Quizá lo primero que nos digan nada más nacer, lo primero que escuchemos, sea un «¡es una niña!» o «¡es un niño!». ¿Pero por qué? ¿Por qué esa necesidad de asignarnos un género? La razón más obvia es la que compartimos con los animales: la reproducción. Por muy avanzados y evolucionados que estemos, en el fondo seguimos compartiendo muchas similitudes con los animales, entre ellas la reproducción. Necesitamos reproducirnos para poder expandir nuestra especie y, para ello, se necesita un hombre y una mujer.
Nada más nacer, se nos asigna un género, dependiendo de si tenemos órganos sexuales masculinos o femeninos. Así es como el resto de las personas comenzarán a tratarnos según nuestro género; es decir, si se nace con órganos sexuales femeninos, se referían a ella y con pronombres femeninos.

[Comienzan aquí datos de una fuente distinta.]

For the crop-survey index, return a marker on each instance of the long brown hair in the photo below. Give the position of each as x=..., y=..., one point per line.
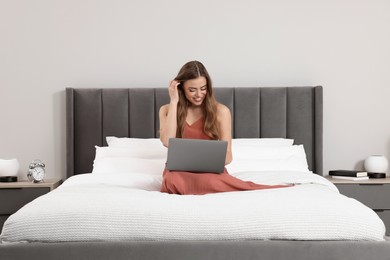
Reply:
x=193, y=70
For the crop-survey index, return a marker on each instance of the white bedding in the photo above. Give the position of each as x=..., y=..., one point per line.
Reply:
x=96, y=207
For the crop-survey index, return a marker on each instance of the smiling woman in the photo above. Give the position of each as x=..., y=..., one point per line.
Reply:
x=194, y=113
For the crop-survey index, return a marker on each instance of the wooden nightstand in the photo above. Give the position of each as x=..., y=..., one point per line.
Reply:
x=14, y=195
x=374, y=193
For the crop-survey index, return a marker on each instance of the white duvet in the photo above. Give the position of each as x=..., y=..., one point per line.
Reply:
x=99, y=207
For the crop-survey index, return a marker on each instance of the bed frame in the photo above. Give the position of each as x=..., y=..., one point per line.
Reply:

Tras sus dos primeros años de vida, la persona ya podrá empezar a diferenciar grupos de géneros estereotipados. Reconocerá a alguien como una mujer si tiene la voz más aguda, el pelo largo, las facciones del rostro más afiladas, o ciertas actitudes serviciales; y al hombre lo reconocerá por tener voz grave, pelo corto, complexión más fuerte, y actitudes agresivas.
Los gustos de los niños pueden ser cruciales. Pongamos un ejemplo: un niño que haga ballet. Como los estereotipos de género asignan el baile a las niñas, aparte de que puede generar burlas, él mismo va a interiorizar que lo que él hace, lo que a él le gusta, es de niñas. Y como él no quiere dejar de bailar, quizá él termine por querer ser una niña, para poder hacerlo sin que se rían de él. O imaginemos una niña a la que le guste el fútbol y odie los vestidos. Como la sociedad dice que los vestidos son de chicas y el fútbol de niños, la niña interioriza que ella está mal; que a ella no le gustan las «cosas de niñas» sino «las de niños». Y así puede acabar por querer ser un niño, para poder ser lo correcto.

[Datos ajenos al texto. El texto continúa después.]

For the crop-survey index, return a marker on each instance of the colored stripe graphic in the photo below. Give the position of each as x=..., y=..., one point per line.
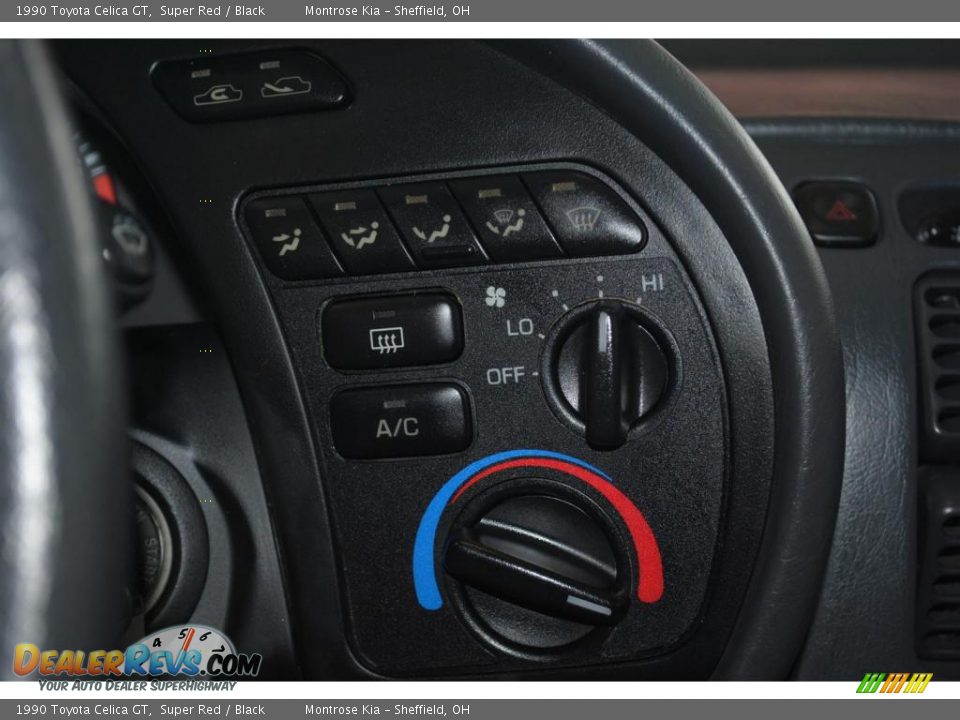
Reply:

La existencia de personas transexuales no es algo nuevo en la sociedad. Llevan existiendo desde casi el principio de los tiempos. Por ejemplo, gracias a Hipócrates, padre de la medicina moderna, sabemos de la existencia de mujeres que buscaban remedios para la masculinidad de su cuerpo y al revés. La modificación del género está presente en numerosas narraciones de la mitología griega. Como la de Tiresias, que un día encontró a dos serpientes acopladas y, al intentar separarlas con su bastón, hirió a una de ellas, transformándose ésta, acto seguido, en mujer. Tuvieron que pasar siete años para que se encontrara de nuevo con las mismas serpientes y, al repetir el mismo gesto, la serpiente hembra recobrara su apariencia masculina. Pero durante su vida como hembra había concebido a su hija Manto.
El hecho de que, en comparación con hoy en día, en la Antigüedad existieran muchísimas menos personas transexuales no significa que no hubiera ninguna. La disforia de género es algo que lleva ocurriendo toda la vida, solo que la sociedad de aquellas épocas no consentía la mera existencia de las personas transexuales. Por eso, se les quemaba en la hoguera, se les ahorcaba en la plaza pública o se les encarcelaba hasta que se pudrieran. Las personas trans han sufrido durante toda la historia.
La gran pregunta es si el género es algo implícito en nosotros o es algo que nos impone la sociedad. ¿Un niño alejado de la sociedad a quien nunca le haya hablado sobre los géneros ni haya experimentado acercamiento a este tema sentirá ese sentimiento de pertenencia al sexo masculino? ¿O es ese trato distintivo que, sin querer o a posta, nos dan desde el momento en el que nacemos el que nos impone el sentimiento de ser hombre o mujer? Después de todo, tenemos que admitir que la pertenencia del individuo a un género es algo que genera alivio en la sociedad. Por eso debemos empatizar con las personas transexuales que no se sienten identificadas con ningún género desde su nacimiento. Personalmente, no creo que sea fácil tomar postura para responder a esa pregunta. Es obvio que la influencia de la sociedad es crucial en la imposición de un género, pero no tiene que ser siempre así. Si este fuese el único motivo, las personas trans no existirían, pues adoptarían un determinado rol de género, el que se les hubiese dado toda su vida, y con el que se sentirían identificadas y cómodas.